Print (c. 1902) by Albert Robida showing air travel over Paris in the year 2000 as people leave the opera.
The trouble with the future is that it’s so much less knowable than the past.”
John Lewis Gaddis, ”The Landscape of History”
The authors of an article in Health Affairs look at future CMS payment models based in part on recent payment evolution. Among the predictions:
Population-based models and disease-specific models will continue to develop.
”As ACOs mature and stabilize, opportunities exist to expand them to cover more lives and allow more providers, payers, and organizations to participate in accountable care. More established ACOs will need to expand the spectrum of healthcare providers they work with including behavioral- health, post-acute care and pharmacy providers, and will need to consider the socioeconomic needs—like transportation, housing, and education—of their patient populations.”
”CMS has relatively few disease-specific models, which offers an opportunity to take knowledge gained from current programs and expand to other diseases and co-morbidities through either specialty ACOs or bundled payment programs. The Oncology Care Model and the Comprehensive End-Stage Renal Disease (ESRD) Care Model are two examples of disease-specific models. The ACO movement has focused around primary and general care, but ACOs are most successful when they include providers that are involved at all levels of patient care, including specialists.”
More efforts to show bigger cost-savings
As the healthcare culture shifts to adopting value-based care, ”opportunities exist for more payment models and models that involve higher levels of risk, although mandatory demonstration models are unlikely to continue” if, as expected, Tom Price, M.D, becomes health and human services secretary.
”As ACOs demonstrate success and more physicians have confidence in accountable care, ACOs can move from shared savings-only to taking on more risk.”
Efforts to encourage growth of multi-payer, state and wider- region initiatives
”Multi-payer initiatives spread cost among different payers—for example, commercial and Medicaid—and provide a shared incentive to improve quality and care. When multiple stakeholders work together toward a common goal, collaboration is rewarded and patients benefit. State and regional initiatives also allow states greater flexibility in implementing programs that work best for their populations.”

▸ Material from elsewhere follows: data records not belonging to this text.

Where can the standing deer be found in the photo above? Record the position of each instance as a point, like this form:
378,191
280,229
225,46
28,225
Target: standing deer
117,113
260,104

”Maryland, Vermont and Colorado serve as examples of state multi-payer initiatives. Each of these state’s programs are designed to improve primary care through promoting care coordination, health management, patient-centered care, and disease prevention.”
Concurrent models will be developed
”For some physicians, particularly specialists, aligning different payment models might make more sense than being restricted to a single model. For example, participating in different bundled-payment programs could benefit a specialist who has less influence than a primary-care physician over a patient’s overall health management. CMS has an opportunity to provide clarity and guidance to physicians on which models work best together for different types of physicians or practices.”